Consequently, I’m buying here. DIS stock is gearing up for take-off.
Consumers Love Walt Disney Content
The bull thesis on Walt Disney stock is pretty simple.
Disney is behind some of the best content in the world. From Disney to Pixar to Lucasfilm to Marvel, DIS owns the world’s most robust and diverse content portfolio.
Just look at box office results. DIS is responsible for the top three grossing films in 2016, three of the top four grossing films in 2015, and two of the top four grossing films in 2014. So far this year, Disney is responsible for two of the top three grossing films, and that is before a big Star Wars movie at the end of the year.
Or look at what is popular on Netflix. The “Popular on Netflix” tab is dominated by Netflix originals like Stranger Things, Mindhunter, and Narcos, but Disney movies also make a strong showing on that list. Currently, Disney movies Moana, Beauty & The Beast, Rogue One, Meet the Robinsons, Zootopia, Finding Dory, Doctor Stranger and The Jungle Book are all popular on Netflix.
Walt Disney Stock Will Get Boost From Streaming Video
Clearly, consumers love to watch Disney content.
They just aren’t watching it through traditional cable mediums anymore. They are watching it through Netflix, and that is hurting Disney’s Media Networks business.
But that all gets fixed over the next 2 years when Disney launches its own streaming video platforms.
ESPN Plus is set to launch in Spring 2018. It will essentially be the over-the-top version of ESPN. You get most of the live shows and live events through the ESPN Plus app.
That will fix ESPN’s really big sub churn problem.
A Disney-branded streaming service will debut in the back-half of 2019. This is the big Netflix competitor that will likely have huge success due to Disney’s broad content portfolio.

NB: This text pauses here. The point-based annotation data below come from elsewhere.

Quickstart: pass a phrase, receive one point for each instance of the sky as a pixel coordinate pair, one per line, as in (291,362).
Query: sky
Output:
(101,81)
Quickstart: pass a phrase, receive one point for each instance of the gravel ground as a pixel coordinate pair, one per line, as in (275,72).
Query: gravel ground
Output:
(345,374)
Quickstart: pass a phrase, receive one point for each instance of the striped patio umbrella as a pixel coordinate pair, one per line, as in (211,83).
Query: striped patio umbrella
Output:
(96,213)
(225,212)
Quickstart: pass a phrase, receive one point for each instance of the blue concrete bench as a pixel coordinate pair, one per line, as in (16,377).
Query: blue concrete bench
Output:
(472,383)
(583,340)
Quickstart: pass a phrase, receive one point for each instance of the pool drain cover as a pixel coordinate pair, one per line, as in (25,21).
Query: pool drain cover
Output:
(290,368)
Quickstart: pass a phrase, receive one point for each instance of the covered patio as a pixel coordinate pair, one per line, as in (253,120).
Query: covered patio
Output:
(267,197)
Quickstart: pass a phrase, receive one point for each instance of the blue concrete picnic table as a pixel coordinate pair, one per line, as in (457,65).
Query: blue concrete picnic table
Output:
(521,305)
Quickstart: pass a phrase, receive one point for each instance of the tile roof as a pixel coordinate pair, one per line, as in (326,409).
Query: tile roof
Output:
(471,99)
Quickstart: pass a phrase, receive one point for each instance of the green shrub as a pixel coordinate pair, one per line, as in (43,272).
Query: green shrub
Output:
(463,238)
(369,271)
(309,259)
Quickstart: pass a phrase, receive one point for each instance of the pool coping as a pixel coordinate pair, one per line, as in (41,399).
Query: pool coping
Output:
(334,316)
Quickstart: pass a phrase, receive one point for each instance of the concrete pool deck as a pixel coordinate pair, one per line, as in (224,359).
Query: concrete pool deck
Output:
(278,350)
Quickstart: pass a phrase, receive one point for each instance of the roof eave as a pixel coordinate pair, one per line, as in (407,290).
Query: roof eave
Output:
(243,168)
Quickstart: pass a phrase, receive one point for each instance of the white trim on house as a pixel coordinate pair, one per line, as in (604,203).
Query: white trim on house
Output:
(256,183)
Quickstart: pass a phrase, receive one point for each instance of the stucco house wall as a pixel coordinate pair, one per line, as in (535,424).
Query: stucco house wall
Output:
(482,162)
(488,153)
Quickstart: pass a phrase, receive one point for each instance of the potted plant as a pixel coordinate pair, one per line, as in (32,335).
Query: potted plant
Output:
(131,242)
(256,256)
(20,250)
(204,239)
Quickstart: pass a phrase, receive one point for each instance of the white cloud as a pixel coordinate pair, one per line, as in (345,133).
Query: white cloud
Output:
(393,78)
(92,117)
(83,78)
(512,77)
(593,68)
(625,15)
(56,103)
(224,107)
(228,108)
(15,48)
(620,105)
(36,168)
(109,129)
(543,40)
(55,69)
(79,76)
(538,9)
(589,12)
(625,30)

All those Disney movies on Netflix that are super popular now will disappear from Netflix by 2019. They will be available only through Disney’s streaming platform.

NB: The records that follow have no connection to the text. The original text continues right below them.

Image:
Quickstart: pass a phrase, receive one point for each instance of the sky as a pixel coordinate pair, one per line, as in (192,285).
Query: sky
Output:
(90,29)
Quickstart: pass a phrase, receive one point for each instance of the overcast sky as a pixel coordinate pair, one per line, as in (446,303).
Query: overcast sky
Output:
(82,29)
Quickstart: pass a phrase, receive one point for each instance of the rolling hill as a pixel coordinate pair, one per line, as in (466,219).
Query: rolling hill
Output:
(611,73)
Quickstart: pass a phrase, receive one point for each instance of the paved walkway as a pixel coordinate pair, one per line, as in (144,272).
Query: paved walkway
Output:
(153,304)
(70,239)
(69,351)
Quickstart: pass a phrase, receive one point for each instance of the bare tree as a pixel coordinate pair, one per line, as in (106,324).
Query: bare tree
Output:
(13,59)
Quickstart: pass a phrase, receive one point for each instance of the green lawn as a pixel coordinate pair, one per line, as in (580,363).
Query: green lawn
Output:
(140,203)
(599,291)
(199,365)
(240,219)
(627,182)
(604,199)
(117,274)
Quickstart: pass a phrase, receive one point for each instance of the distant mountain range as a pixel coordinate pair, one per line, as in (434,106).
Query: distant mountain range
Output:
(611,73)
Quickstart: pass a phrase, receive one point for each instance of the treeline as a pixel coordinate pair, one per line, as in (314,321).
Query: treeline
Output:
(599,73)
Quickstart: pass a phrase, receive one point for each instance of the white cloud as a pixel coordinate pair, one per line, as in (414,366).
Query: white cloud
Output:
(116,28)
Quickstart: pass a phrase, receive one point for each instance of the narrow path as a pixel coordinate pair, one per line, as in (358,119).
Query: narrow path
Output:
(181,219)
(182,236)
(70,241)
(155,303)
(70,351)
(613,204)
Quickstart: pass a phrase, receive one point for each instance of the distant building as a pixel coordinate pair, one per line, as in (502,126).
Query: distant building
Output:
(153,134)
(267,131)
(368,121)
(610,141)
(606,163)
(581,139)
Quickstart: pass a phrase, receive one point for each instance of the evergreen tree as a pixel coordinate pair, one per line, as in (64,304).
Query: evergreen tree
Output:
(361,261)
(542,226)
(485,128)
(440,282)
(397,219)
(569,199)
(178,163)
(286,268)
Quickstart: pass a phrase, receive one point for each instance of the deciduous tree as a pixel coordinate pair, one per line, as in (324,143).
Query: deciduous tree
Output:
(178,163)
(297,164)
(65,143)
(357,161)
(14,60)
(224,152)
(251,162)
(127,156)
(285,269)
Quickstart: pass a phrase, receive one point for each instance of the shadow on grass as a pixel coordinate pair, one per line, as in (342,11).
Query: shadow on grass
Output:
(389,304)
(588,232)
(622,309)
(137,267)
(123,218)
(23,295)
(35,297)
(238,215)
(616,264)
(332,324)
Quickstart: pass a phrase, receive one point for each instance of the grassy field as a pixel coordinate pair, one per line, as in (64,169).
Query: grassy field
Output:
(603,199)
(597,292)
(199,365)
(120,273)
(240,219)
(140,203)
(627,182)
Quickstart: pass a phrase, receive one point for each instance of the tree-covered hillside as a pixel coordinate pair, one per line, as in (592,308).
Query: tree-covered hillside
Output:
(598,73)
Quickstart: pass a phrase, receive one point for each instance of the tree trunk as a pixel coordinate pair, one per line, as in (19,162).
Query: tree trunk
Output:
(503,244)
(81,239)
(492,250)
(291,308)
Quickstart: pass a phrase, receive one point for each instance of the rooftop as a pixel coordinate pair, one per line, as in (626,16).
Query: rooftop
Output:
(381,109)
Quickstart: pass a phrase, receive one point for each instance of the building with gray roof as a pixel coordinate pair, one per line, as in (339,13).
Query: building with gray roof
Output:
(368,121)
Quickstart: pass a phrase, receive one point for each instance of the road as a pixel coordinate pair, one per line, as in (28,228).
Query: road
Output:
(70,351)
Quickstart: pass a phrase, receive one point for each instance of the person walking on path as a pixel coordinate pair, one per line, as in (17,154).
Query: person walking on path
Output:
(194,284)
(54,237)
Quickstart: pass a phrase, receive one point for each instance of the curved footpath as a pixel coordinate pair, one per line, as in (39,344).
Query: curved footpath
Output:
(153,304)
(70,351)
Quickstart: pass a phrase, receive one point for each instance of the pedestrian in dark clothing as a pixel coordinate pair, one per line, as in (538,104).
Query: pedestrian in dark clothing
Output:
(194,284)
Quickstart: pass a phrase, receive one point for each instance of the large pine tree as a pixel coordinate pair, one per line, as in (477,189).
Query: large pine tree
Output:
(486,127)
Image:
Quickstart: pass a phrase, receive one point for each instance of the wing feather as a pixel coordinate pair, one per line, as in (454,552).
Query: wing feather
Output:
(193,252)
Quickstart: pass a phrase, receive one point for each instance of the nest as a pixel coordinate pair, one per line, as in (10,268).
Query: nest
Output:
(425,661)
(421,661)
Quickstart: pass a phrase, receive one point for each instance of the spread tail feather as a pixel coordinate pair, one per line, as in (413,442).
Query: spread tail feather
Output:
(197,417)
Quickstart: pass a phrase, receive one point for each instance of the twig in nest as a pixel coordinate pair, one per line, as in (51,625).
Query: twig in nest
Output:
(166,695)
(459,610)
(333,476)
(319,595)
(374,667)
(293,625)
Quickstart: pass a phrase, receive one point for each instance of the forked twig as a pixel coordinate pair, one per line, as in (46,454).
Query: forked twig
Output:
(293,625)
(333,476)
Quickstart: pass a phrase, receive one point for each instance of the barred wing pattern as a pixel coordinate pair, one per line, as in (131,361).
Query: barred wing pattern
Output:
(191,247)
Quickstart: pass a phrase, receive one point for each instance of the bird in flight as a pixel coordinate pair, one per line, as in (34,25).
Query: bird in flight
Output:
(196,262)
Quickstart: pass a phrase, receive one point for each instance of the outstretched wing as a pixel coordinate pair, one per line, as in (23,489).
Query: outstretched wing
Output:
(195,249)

Moreover, Disney is taking another page out of the Netflix playbook and delving into original programming. The Disney streaming service will include 4 to 5 exclusive films per year as well as original series. Already in development is a Star Wars live-action series as well as other series based on Monsters and High School Musical.

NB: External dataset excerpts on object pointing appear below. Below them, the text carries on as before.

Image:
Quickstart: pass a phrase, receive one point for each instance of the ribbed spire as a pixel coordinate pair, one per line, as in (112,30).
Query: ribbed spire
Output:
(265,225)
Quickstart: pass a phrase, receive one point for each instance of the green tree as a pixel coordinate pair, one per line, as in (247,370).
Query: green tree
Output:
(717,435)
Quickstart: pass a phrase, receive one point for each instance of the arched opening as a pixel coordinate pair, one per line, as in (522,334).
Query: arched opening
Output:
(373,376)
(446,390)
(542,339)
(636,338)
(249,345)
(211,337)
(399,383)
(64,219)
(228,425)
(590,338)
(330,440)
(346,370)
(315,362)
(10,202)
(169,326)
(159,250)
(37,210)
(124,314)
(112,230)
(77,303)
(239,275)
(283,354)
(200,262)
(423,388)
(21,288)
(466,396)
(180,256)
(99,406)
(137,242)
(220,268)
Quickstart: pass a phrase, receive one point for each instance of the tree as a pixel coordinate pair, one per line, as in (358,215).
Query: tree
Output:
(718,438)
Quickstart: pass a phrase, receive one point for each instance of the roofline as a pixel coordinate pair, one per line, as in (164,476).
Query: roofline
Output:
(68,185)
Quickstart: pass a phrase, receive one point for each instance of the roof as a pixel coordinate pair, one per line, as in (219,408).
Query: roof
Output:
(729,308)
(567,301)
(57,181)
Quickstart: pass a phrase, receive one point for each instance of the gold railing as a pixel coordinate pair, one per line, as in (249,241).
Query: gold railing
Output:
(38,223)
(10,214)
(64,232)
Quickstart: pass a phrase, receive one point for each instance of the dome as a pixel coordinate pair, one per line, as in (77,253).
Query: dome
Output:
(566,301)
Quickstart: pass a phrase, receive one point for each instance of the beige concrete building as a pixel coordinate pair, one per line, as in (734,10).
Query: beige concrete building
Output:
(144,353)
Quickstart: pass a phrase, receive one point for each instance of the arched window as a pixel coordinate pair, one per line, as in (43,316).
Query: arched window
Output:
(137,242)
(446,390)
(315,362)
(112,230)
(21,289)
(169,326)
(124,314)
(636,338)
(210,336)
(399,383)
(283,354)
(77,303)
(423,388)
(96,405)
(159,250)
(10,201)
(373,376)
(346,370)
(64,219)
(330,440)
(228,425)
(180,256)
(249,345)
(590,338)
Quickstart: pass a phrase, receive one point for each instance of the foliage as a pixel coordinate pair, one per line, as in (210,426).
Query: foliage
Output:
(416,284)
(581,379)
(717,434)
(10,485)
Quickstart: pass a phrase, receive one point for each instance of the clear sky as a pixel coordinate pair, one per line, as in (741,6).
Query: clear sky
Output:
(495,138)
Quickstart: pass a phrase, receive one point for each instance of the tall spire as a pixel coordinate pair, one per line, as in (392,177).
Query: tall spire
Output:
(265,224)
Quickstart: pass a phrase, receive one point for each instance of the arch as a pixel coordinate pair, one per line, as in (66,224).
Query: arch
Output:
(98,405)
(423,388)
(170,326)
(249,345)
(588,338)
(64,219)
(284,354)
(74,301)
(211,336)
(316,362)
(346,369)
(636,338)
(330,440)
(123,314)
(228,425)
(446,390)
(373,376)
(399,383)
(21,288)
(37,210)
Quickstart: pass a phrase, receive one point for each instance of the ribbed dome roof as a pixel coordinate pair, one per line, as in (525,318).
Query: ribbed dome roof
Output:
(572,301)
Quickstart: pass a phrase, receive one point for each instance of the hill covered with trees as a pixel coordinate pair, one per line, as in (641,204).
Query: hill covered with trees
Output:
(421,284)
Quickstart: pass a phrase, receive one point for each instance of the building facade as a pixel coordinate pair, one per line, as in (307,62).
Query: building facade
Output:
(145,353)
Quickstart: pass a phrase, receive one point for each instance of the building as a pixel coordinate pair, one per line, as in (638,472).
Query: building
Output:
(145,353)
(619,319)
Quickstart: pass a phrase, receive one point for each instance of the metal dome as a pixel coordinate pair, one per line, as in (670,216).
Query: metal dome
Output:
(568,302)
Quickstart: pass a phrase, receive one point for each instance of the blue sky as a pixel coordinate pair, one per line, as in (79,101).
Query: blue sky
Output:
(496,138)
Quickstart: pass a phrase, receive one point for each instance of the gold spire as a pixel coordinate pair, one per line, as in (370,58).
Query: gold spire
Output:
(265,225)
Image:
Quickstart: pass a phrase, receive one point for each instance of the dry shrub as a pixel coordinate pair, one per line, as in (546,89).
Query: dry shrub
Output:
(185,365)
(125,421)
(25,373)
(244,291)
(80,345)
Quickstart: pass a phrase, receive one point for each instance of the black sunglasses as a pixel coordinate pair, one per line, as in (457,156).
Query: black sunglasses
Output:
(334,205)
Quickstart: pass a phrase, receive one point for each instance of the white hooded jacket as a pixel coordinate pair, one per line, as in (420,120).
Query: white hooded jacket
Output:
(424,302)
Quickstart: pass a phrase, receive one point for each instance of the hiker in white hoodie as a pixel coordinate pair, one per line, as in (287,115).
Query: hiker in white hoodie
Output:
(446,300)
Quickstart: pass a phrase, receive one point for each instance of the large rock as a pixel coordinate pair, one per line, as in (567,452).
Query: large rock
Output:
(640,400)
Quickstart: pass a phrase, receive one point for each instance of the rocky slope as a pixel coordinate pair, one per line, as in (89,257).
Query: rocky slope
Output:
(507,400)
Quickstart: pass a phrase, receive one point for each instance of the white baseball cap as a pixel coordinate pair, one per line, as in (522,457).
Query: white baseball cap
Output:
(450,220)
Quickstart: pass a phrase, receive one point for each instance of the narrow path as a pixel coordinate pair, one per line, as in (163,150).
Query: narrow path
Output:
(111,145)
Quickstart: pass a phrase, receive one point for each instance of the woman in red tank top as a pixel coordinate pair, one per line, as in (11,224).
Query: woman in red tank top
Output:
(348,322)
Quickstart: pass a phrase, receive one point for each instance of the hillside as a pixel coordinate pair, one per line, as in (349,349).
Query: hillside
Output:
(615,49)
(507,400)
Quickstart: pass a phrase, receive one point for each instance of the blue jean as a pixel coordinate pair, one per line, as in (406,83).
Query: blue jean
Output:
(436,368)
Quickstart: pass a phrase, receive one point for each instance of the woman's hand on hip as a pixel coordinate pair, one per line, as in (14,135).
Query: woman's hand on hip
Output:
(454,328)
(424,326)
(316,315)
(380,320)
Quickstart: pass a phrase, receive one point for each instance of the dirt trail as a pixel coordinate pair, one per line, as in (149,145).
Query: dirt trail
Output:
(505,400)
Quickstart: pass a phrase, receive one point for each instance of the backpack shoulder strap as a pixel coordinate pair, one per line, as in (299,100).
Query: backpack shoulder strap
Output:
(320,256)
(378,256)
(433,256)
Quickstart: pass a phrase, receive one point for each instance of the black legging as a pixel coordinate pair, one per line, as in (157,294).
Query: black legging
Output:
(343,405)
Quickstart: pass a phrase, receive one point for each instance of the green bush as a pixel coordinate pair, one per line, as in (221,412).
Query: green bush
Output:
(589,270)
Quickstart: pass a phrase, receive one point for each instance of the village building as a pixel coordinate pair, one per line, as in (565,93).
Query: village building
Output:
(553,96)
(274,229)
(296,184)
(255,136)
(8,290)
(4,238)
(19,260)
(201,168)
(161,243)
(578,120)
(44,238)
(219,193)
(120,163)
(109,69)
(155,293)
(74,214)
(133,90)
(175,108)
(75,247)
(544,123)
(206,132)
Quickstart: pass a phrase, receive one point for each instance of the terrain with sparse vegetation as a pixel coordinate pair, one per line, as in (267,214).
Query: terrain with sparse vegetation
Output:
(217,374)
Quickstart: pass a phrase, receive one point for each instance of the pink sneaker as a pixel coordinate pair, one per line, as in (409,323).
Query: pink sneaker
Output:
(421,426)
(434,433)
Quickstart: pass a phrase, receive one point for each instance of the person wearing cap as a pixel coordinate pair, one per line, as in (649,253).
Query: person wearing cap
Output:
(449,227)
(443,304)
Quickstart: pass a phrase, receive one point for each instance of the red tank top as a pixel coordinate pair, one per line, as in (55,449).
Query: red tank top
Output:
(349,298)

The biggest kicker? The Disney service will be offered at a substantial discount to Netflix.
Bottom Line on Walt Disney Stock
Disney is set to be a huge player in the streaming video space. Walt Disney stock isn’t priced for this. It’s trading at just 18-times earnings versus a 5-year average price-to-earnings multiple of 20.
That is why I’m buying Walt Disney stock. It’s set to breakout over the next 2 years as Disney fixes its cord-cutting problem by transforming into a formidable Netflix competitor.
As of this writing, Luke Lango was long DIS and NFLX.